Eastern Daily Press: Ken Woolley pressing apples at the Harleston Cider Company, based at Palgrave. Picture: DENISE BRADLEYKen Woolley pressing apples at the Harleston Cider Company, based at Palgrave. Picture: DENISE BRADLEY (Image: Archant)

Cider makers are celebrating a near-perfect growing season, with no frosts to kill off apple blossoms before pollination, and the hot weather between June and August increasing flavours in the apples – and consequently in cider.

Harleston Cider Co sources and presses apples from within 10 to 15 miles of its base at Palgrave, near Diss, and ferments the extracted juice using the natural yeast and sugars in the fruit.

Master cider maker Ken Woolley said the summer heatwave had made this year's apples juicier and sweeter than usual.

'I have been making cider for ten years, and this is certainly the best year for flavour,' he said. 'You can tell just by tasting it.

'There is more complexity in the cider, and there are some floral notes and some tropical fruits in there.

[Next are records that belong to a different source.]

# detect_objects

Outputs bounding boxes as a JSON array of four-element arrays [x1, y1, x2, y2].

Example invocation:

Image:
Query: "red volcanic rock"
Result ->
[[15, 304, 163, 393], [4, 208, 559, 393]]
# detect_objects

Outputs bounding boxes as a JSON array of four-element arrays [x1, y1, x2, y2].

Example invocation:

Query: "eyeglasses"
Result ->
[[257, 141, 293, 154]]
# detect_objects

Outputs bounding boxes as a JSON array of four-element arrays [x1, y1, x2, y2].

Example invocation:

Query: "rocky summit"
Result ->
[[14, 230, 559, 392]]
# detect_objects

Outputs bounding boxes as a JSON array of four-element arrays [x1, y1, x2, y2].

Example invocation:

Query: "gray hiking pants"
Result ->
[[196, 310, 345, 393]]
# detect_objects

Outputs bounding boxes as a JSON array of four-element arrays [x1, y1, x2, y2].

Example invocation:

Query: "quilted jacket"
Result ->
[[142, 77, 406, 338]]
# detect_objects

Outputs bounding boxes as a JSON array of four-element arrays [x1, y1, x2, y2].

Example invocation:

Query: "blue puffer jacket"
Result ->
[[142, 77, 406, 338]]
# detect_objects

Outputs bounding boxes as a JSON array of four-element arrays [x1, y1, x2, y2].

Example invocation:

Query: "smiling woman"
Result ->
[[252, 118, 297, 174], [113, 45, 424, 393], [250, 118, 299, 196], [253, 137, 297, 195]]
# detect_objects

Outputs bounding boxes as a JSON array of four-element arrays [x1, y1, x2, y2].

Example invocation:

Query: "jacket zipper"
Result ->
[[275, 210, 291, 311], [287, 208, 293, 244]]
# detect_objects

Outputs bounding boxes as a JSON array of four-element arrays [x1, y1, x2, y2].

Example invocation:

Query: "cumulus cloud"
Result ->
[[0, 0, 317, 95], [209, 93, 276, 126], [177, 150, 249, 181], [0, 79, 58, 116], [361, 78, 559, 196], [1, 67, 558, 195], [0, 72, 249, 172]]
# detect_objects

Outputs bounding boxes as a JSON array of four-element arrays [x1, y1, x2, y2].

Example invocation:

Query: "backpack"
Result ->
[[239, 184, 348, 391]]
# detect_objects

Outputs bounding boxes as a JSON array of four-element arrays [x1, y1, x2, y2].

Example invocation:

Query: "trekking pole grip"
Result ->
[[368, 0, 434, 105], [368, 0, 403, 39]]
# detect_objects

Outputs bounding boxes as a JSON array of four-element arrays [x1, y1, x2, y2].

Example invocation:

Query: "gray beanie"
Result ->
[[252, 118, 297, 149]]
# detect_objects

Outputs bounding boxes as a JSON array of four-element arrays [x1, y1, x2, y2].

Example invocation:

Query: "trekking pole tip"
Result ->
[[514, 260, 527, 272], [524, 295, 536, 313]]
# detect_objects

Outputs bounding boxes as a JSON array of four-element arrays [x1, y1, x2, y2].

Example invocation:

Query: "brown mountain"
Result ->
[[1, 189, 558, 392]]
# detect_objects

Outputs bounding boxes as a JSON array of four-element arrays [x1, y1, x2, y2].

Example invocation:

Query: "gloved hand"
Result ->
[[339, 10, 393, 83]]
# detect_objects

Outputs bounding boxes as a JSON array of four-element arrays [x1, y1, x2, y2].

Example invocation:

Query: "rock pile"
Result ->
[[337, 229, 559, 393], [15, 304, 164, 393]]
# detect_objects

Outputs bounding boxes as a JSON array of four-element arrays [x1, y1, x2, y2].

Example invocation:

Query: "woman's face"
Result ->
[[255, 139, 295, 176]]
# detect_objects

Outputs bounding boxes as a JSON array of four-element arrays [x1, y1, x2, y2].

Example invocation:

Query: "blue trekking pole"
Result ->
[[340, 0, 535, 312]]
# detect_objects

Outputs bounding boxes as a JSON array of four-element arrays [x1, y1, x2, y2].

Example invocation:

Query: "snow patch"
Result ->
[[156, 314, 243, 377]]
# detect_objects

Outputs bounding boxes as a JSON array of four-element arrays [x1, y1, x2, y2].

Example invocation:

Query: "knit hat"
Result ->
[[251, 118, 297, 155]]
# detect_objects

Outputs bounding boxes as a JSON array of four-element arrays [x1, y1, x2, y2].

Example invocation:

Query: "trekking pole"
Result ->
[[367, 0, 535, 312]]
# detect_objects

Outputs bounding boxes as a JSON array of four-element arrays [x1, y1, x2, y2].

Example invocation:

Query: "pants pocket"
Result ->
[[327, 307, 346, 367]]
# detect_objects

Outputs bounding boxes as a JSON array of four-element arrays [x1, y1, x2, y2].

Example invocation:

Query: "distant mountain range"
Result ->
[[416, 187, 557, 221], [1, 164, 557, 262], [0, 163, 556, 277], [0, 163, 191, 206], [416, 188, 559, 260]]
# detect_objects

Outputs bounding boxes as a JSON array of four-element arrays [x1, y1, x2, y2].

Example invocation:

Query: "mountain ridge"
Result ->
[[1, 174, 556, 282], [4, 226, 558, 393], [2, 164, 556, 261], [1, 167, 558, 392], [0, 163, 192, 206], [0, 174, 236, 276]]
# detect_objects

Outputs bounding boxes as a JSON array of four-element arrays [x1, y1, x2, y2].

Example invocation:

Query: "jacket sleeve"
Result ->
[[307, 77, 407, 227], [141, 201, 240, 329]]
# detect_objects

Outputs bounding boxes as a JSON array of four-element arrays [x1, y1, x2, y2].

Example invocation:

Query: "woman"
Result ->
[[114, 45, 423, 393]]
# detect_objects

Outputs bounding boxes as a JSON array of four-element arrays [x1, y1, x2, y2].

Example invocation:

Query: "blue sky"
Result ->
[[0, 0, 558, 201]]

The yield [of apple juice] is nearly 70pc this year, and it is usually 60pc, so the apples are much juicier.

'And the hot summer has increased the natural sugars in the apples, which are 10pc up this year, so that also increases the flavour.'

Mr Woolley said while commercial apples in orchards would have been irrigated to keep them growing throughout the extended dry spell, wild apples and fruit from people's gardens are noticeably smaller this year.

He said the cidery used 10-15 different varieties of apples, including some donated by customers.

'To have the diversity in the cider we like to have lots of different apples,' he said. 'A number of people have donated apples this year, in exchange for cider, and we have also bought in apples from local, commercial orchards.

'The company has carried out four pressings to date using about eight tonnes of fruit.'

The family firm produces four still ciders, an ice cider, and a spicy 'fire cider' vinegar.

It produced an award-winning perry in 2016 and this year the bumper harvest, including some wild perry pears from near the cidery, has prompted the production of a new product, Palgrave Perry.